Hes not perfect. I overlook things i would have nagged my ex for, which i feel guilty about. On paper he doesnt have what my ex has. My ex would do great on OLD. I dont think NG did. BUT He was able to actually provide for his family. He worked and saved and raised a kid. My ex could not, and twisted it to make it into my fault.

But i still mourn the loss of my ex.
Like my ex should be new guy.

My ex isnt. He left me. He was leading a secret life of addiction. He INTENTIONALLY stone walled and neglected me. Actually said to me when i was begging him not to leave "nothing will change for you. Its not like you had my affection". He had us living with my parents while for years he was secretly withdrawing 800 dollars a week. I would not be surprised if he cheated on me though i never found proof.

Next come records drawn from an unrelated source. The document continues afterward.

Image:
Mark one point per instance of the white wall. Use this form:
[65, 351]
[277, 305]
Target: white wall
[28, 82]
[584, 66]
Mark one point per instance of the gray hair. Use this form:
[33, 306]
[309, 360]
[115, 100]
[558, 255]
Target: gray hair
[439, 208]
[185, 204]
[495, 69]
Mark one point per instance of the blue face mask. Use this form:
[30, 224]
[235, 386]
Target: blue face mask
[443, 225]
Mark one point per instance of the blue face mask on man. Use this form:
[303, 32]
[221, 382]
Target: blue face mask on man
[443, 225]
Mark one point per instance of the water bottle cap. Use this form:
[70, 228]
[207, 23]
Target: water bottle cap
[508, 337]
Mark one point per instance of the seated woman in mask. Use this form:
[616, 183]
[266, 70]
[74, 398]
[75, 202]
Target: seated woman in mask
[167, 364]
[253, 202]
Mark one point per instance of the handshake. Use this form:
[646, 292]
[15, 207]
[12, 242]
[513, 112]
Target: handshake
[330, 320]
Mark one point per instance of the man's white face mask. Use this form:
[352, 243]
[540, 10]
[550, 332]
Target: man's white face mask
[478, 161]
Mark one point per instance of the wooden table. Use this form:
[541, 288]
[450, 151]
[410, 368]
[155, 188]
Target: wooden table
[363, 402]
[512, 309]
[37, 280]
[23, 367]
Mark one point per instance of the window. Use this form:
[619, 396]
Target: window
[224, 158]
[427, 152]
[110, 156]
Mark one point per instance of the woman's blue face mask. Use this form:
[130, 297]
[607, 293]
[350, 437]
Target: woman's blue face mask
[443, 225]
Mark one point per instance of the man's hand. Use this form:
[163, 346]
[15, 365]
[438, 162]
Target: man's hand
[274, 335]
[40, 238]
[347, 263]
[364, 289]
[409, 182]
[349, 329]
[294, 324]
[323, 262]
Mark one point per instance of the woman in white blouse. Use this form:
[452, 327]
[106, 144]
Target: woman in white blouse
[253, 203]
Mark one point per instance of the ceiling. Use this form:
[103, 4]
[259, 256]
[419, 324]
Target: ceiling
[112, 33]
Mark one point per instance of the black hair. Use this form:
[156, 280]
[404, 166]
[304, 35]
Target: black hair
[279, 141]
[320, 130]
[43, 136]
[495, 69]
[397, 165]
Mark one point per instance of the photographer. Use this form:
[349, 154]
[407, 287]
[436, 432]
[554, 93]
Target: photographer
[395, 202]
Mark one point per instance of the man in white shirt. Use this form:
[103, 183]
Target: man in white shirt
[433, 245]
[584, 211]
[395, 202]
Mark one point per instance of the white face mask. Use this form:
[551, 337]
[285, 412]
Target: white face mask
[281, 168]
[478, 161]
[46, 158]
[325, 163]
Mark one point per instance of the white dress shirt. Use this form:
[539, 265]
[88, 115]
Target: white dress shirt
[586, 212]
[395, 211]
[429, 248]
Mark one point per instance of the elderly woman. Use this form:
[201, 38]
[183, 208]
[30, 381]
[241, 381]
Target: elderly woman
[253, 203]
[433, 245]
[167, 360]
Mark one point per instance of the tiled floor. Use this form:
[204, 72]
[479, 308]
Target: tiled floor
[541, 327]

Yet sitting on the couch with NG, i felt loss and depressed. Which is not fair.
I like him a lot. And i respect him. I dont respect my ex. But i felt like i should be doing this with ex.

Anyway, those of you have followed my sitch, know that anger has been a huge issue for me. I feel like i was angry at ex even before BD. I resented him and i didnt know why. My guess is that i sensed something, i just didnt have the language or knowledge base to know what.

I think anger is safe for me. Pre and post BD, I thought him leaving was all my fault. I thought his moods and failure to engage were my fault. And i begged and walked on egg shells. I followed MWDs books and advice (as well as i could) and i was exploited. I hid back my anger from him, which only validated his actions. i lost my sense of self worth and pride. And he really took advantage of me.
He pushed the limits because he was not invested in the relationship and i was. I wish i interpreted detach, as disinvest.

He is.nice and friendly to me know. Not overly, but amicable and i dont like that. After his cruelty to me it comes across as patronizing.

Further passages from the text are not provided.